You see, there was nothing the brothers could do to pay their debt to Joseph. They could never return the years they’d stolen from him. They could never give him back the lost time with his beloved father and his younger brother. And so it could only ever be on the basis of grace that they’d be reconciled to him. And that’s the same way it is with us. There is nothing we can do to pay our debt to God. How can you pay an infinite debt to an infinite Being? So if we are to be reconciled to Him, it can only be by His totally undeserved, unearned favor – by His grace. But we first have to be brought to the point that we know we can’t earn God’s grace to able to receive God’s grace as grace.

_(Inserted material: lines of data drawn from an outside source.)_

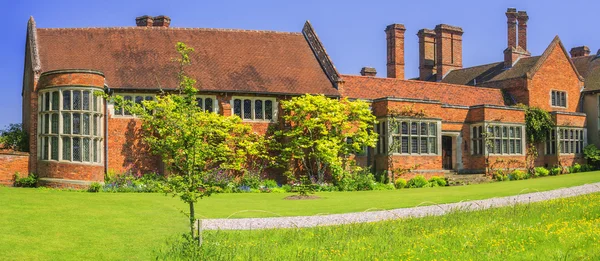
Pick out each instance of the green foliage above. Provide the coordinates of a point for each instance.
(417, 182)
(436, 181)
(400, 183)
(541, 172)
(26, 182)
(95, 187)
(555, 171)
(322, 132)
(269, 183)
(518, 175)
(13, 137)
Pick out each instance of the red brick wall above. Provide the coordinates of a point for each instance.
(555, 73)
(75, 171)
(10, 163)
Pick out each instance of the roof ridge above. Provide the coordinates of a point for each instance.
(170, 28)
(425, 82)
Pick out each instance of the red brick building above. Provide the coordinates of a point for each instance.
(439, 118)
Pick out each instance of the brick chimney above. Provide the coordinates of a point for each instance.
(368, 71)
(522, 17)
(515, 50)
(580, 51)
(448, 45)
(162, 21)
(395, 50)
(426, 54)
(144, 21)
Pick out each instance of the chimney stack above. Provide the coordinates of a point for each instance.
(144, 21)
(162, 21)
(515, 50)
(426, 54)
(580, 51)
(368, 71)
(448, 45)
(522, 17)
(395, 50)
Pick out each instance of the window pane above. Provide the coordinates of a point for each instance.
(55, 101)
(66, 100)
(86, 100)
(54, 154)
(76, 149)
(413, 128)
(127, 99)
(258, 110)
(237, 107)
(66, 123)
(247, 109)
(86, 124)
(86, 149)
(76, 100)
(208, 103)
(66, 148)
(268, 110)
(55, 123)
(76, 123)
(404, 144)
(423, 145)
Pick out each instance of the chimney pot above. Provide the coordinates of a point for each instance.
(144, 21)
(368, 71)
(580, 51)
(162, 21)
(395, 50)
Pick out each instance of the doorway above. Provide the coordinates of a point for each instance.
(447, 152)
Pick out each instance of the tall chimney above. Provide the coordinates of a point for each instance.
(580, 51)
(426, 54)
(144, 21)
(448, 42)
(511, 20)
(162, 21)
(522, 17)
(395, 50)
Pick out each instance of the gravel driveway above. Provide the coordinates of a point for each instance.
(373, 216)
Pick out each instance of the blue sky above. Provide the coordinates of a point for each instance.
(352, 31)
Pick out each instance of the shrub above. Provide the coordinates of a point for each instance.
(269, 183)
(95, 187)
(417, 182)
(438, 181)
(400, 183)
(518, 175)
(26, 182)
(541, 172)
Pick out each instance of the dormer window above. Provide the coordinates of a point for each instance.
(559, 99)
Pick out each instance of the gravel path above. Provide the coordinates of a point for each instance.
(373, 216)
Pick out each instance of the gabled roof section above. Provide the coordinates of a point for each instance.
(224, 60)
(362, 87)
(556, 42)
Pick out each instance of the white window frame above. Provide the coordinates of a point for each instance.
(95, 112)
(557, 98)
(519, 129)
(253, 100)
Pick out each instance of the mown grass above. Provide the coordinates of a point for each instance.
(42, 224)
(564, 229)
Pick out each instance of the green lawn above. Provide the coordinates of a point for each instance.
(48, 224)
(563, 229)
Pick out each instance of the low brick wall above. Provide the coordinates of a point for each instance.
(10, 163)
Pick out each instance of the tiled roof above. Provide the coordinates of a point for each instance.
(362, 87)
(224, 60)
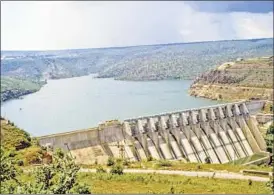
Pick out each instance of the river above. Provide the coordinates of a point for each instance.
(83, 102)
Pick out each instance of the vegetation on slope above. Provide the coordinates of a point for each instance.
(243, 79)
(154, 62)
(59, 177)
(168, 184)
(14, 87)
(24, 149)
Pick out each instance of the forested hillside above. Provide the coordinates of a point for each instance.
(171, 61)
(14, 88)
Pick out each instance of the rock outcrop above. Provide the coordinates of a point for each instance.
(244, 79)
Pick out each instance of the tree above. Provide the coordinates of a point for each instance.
(270, 138)
(59, 177)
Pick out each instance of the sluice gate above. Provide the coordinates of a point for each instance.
(218, 134)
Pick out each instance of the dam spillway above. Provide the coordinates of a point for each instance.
(219, 134)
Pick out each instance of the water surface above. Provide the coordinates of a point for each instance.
(83, 102)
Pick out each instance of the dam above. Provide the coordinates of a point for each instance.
(219, 134)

So what is the final measure Joseph takes to get his
brothers to that point? After the feast of the night before, the brothers
prepare to leave for home early in the morning. But once again, Joseph has
something hidden in the bag of one of his brothers. This time it’s his own
silver cup – his diviner’s cup, a symbol of his office as governor. And this
time he has it placed in his youngest brother Benjamin’s sack, the brother whom,
you’ll recall, his father Jacob was so anxious about sending down to Egypt in
case some terrible thing happened to him, and then he’d be deprived of both his
sons by his wife Rachel – the wife he loved. You’ll also remember that other
brothers had sworn to protect Benjamin.
And so they start out on their journey home, happy that things have gone so unexpectedly well for them. But then suddenly the same steward who had so graciously received them the day before comes running out accusing them of stealing his master’s cup. They can’t believe it. The charge is so ridiculous that they rashly swear: “If any of us has the cup, let him die, and the rest of us will become the master’s slaves.” You see, they still only think in one category: retribution. The steward, however, has more grace. He says, “It will be done according to your own words, but only the guilty one will be punished… He alone will be made the master’s slave, and the rest of you will go free.” Then, of course, what happens? To their utter dismay, the cup is found in Benjamin’s sack, and out of their own ungracious lips they’ve condemned him.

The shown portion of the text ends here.